Retort Packaging

Retort Packaging

Food packaging has become heart of modern food industry, which helps to store food and beverages in hygienic manner. Packaging is enclosure of products, items or packages in a wrapped pouch, bag, box, cup, tray, can, tube, bottle or other container contributing achieve functions such as containment, protection and /or preservation, communications and utility or performance. Packaging industry is one of the fastest growing industries in the world representing 11% growth in volume terms. Ready-to-eat food products have dominated packaged food Industry. Ready to eat foods (RTE) are convenience foods, enclosed in metal container or flexible pouches that only need to be cut open and heated before being served. RTE food includes wide range of ethnic food products viz. vegetarian / non-vegetarian, basic food / delectable desserts.

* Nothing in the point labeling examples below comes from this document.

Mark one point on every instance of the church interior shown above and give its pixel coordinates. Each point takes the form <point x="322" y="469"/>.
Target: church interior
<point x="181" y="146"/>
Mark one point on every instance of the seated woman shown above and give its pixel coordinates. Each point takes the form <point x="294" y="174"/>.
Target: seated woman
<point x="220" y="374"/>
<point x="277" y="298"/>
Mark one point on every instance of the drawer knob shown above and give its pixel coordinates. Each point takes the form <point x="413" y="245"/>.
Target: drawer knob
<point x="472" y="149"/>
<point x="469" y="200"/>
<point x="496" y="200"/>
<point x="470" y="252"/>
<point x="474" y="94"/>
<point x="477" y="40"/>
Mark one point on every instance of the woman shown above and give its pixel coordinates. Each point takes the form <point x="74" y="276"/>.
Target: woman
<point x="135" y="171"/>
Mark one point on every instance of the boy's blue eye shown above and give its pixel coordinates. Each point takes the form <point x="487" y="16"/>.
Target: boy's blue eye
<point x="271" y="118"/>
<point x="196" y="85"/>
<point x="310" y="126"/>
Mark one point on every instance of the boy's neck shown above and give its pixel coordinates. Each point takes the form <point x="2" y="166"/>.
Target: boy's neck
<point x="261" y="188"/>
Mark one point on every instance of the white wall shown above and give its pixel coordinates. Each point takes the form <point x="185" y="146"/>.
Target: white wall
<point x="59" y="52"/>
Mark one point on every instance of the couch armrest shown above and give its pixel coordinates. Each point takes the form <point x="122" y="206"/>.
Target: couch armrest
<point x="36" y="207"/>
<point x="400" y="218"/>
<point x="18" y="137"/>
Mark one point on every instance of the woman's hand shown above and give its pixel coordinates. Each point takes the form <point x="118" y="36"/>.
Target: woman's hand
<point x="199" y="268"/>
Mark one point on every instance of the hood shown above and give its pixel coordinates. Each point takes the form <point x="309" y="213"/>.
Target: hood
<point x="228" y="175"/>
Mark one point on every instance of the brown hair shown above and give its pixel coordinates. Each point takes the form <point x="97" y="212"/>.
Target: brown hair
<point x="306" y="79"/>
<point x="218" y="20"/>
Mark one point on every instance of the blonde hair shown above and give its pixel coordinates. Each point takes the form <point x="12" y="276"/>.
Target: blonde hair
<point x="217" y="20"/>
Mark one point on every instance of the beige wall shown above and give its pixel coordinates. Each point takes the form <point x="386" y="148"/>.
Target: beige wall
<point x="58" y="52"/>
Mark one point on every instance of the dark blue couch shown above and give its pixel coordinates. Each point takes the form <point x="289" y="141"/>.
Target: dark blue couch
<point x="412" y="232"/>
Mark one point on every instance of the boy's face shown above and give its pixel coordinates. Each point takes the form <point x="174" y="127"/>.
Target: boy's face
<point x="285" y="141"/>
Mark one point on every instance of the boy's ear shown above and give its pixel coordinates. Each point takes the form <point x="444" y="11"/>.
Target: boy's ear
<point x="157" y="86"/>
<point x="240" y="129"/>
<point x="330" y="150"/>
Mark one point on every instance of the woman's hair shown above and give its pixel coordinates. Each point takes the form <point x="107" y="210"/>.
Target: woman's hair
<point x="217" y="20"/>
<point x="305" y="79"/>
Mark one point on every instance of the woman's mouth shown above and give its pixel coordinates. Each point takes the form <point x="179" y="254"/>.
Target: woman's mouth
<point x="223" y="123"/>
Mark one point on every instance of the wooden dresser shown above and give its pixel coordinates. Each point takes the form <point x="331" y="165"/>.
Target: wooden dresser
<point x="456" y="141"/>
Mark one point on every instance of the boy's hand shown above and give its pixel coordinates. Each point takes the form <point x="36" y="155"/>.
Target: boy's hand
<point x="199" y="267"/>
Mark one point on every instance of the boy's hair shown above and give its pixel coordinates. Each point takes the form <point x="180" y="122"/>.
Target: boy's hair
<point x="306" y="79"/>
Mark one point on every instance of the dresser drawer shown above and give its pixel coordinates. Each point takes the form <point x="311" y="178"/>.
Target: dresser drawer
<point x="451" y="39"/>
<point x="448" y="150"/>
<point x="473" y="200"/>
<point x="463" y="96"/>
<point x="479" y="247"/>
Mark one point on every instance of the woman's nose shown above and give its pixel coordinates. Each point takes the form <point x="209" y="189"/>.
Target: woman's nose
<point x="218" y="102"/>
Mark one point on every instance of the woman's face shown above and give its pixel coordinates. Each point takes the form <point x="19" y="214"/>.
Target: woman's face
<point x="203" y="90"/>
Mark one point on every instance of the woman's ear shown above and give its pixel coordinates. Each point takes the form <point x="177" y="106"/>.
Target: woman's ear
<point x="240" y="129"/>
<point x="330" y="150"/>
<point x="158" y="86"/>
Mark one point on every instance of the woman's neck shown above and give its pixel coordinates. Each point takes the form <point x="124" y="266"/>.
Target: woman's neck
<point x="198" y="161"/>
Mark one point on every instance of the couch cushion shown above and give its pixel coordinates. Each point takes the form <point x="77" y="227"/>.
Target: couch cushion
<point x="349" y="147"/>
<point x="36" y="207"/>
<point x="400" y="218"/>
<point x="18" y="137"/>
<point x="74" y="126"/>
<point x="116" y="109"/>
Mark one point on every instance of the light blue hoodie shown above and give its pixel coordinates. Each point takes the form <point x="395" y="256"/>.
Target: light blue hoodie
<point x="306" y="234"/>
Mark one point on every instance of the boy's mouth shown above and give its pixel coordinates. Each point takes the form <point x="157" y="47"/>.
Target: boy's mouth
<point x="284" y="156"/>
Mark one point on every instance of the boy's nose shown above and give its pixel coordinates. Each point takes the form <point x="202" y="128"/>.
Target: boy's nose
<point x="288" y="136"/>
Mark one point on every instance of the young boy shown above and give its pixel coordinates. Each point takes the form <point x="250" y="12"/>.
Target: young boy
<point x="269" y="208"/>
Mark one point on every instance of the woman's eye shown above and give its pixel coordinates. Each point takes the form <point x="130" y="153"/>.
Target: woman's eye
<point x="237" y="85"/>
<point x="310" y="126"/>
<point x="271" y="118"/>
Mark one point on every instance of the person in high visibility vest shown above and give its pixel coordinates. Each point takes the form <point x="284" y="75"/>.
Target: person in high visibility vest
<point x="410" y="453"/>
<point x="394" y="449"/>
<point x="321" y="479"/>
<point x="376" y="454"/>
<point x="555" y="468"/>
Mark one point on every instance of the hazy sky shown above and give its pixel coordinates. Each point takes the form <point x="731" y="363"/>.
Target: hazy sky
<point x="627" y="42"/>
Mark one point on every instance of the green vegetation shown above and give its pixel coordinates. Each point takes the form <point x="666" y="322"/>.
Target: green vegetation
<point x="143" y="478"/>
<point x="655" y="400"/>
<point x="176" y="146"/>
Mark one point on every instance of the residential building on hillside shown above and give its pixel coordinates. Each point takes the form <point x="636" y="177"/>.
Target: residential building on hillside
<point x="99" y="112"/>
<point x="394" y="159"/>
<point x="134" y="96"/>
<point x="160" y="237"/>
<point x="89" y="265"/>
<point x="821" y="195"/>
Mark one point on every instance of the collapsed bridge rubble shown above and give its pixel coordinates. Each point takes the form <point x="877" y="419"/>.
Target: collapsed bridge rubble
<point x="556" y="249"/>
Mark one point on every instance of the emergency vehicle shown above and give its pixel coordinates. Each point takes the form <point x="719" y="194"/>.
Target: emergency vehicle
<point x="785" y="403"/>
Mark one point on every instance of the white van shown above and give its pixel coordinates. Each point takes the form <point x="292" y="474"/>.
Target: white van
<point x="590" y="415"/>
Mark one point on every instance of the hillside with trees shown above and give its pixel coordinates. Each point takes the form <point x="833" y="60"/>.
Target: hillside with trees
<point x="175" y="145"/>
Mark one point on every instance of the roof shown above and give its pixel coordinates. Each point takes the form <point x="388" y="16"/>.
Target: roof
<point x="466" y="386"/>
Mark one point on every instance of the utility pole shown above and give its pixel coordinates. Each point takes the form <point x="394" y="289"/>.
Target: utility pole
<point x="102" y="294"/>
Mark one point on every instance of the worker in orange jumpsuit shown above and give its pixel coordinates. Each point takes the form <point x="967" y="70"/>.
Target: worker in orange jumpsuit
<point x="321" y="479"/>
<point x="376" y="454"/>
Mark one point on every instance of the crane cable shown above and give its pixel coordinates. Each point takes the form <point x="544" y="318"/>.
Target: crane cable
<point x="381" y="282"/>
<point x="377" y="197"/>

Changing lifestyle and nuclear families leads to exponential increase in the demand of ready to eat processed food. Retorting or In-bottle Sterilization is one of the major technique used for the thermal processing of convenient foods which are packed either in semi rigid flexible laminates or in metal or alloy cans. Packaging before heat treatment providing the advantage of both processing the food and packaging together, making filled product more commercially stable. This technique involves heating of food products prone to microbiological spoilage in hermetically sealed container to extend shelf life for commercialization of traditional or ethnic dishes, which are important due to their delicacy and are of high demand.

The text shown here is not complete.